District officials begin the year $140 million in the hole - and that's after $869 million in cost-cutting measures. Already, students can expect crowded classrooms, fewer teachers and limited services. The latest money woe involves not getting enough federal stimulus dollars to offset the losses from a grant program. Emergency legislation has been introduced that would prevent the cuts. From the Daily News:
"We are glad that this problem may be fixed," said Megan Reilly, LAUSD's chief financial officer. "However, we won't believe it's fixed until it's really fixed." Already listed as potential cuts in the coming years are the complete elimination of arts and music programs and full-day kindergarten. Also, student teacher ratios in K-3 classes, which have already grown from 20-to-1 to 24-to-1, could grow to 29-to-1. More cuts could mean fewer nurses, psychologists, counselors and librarians - who have already been severely cut back.
This week, the WSJ profiled LAUSD Superintendent Ramon Cortines, focusing on his novel strategy of being open and honest about how awful the schools are. How awful? At some schools, as few as 1 percent of the students were able to do math work at their grade level or above.

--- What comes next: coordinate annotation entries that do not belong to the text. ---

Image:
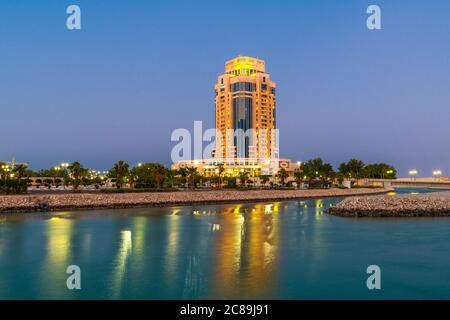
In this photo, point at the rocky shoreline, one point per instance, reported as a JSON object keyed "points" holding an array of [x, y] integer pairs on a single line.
{"points": [[423, 205], [74, 201]]}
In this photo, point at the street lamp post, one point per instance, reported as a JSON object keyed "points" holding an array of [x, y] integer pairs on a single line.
{"points": [[413, 173]]}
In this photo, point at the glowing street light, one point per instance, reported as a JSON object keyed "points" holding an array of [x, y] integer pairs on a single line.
{"points": [[437, 174], [413, 173]]}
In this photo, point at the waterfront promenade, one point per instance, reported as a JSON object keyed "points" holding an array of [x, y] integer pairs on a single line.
{"points": [[69, 201]]}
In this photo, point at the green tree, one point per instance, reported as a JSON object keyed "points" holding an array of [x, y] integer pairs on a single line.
{"points": [[353, 169], [78, 172], [221, 170], [243, 177], [265, 178], [317, 169], [298, 175], [20, 171], [192, 174], [120, 172], [379, 171], [282, 174]]}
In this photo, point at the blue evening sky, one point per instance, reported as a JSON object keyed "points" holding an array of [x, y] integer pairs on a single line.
{"points": [[140, 69]]}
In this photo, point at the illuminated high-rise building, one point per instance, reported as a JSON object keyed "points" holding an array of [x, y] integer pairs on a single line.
{"points": [[245, 111]]}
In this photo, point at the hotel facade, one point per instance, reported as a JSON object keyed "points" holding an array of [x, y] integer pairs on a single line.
{"points": [[246, 128]]}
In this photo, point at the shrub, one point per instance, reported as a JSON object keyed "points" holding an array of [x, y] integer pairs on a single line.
{"points": [[11, 186]]}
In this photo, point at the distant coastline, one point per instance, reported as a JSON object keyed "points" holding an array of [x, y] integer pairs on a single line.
{"points": [[77, 201], [410, 205]]}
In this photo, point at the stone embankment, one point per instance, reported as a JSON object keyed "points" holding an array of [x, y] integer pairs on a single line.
{"points": [[423, 205], [69, 201]]}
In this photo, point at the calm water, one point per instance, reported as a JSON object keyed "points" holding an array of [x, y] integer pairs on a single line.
{"points": [[280, 250]]}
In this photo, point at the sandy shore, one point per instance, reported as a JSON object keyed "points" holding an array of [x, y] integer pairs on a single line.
{"points": [[53, 202], [420, 205]]}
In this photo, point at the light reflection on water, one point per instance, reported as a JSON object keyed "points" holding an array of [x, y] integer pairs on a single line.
{"points": [[281, 250]]}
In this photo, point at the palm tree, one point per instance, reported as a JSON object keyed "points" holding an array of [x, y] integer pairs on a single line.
{"points": [[78, 172], [20, 171], [264, 178], [120, 172], [298, 175], [243, 176], [220, 169]]}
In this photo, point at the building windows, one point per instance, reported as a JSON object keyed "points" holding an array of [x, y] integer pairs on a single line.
{"points": [[242, 108], [243, 86]]}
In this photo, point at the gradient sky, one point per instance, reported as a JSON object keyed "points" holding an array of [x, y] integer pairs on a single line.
{"points": [[140, 69]]}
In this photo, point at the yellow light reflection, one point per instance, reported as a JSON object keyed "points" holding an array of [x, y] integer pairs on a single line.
{"points": [[125, 248]]}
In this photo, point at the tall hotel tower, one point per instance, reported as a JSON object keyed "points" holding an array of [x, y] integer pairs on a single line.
{"points": [[245, 111]]}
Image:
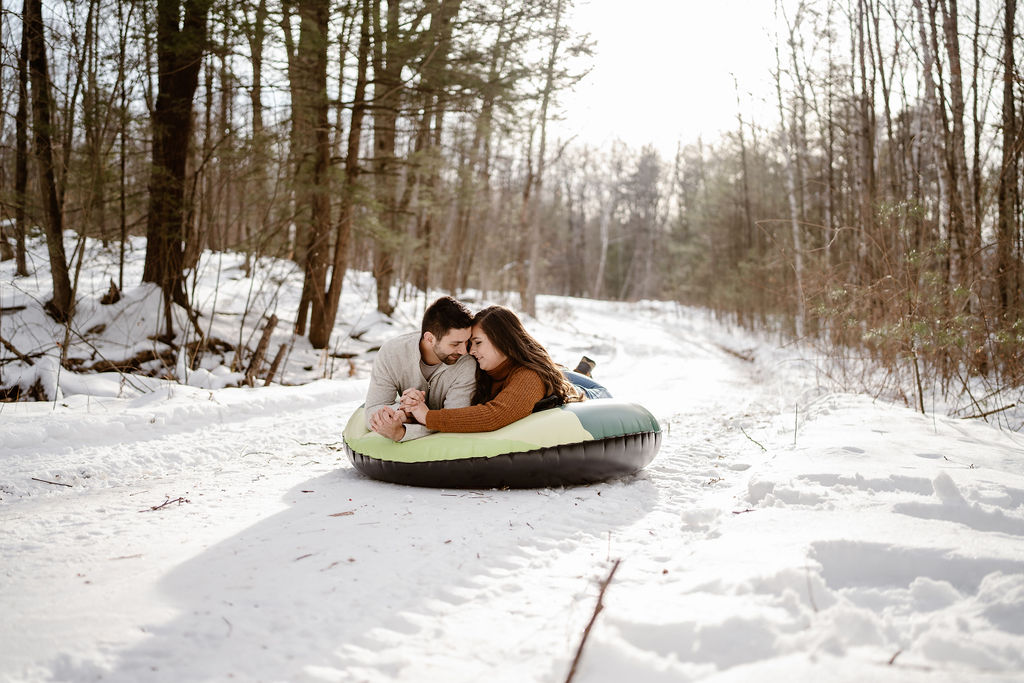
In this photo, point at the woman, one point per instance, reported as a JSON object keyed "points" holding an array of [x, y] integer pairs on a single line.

By shining a spotlight on some of the most egregious failings of the city's schools, Mr. Cortines said he hopes to create enough transparency, embarrassment and even outrage to break a logjam among the school board, city leadership and local teachers union that has stymied past attempts at change. Mr. Cortines also wants to break a taboo against evaluating teachers' performance and has threatened to reorganize the city's worst schools. "I want this district to be data-driven and transparent about everything," he said. "That means that sometimes we're not going to look so good. But let me tell you, if we're going to improve, we need to know where we are."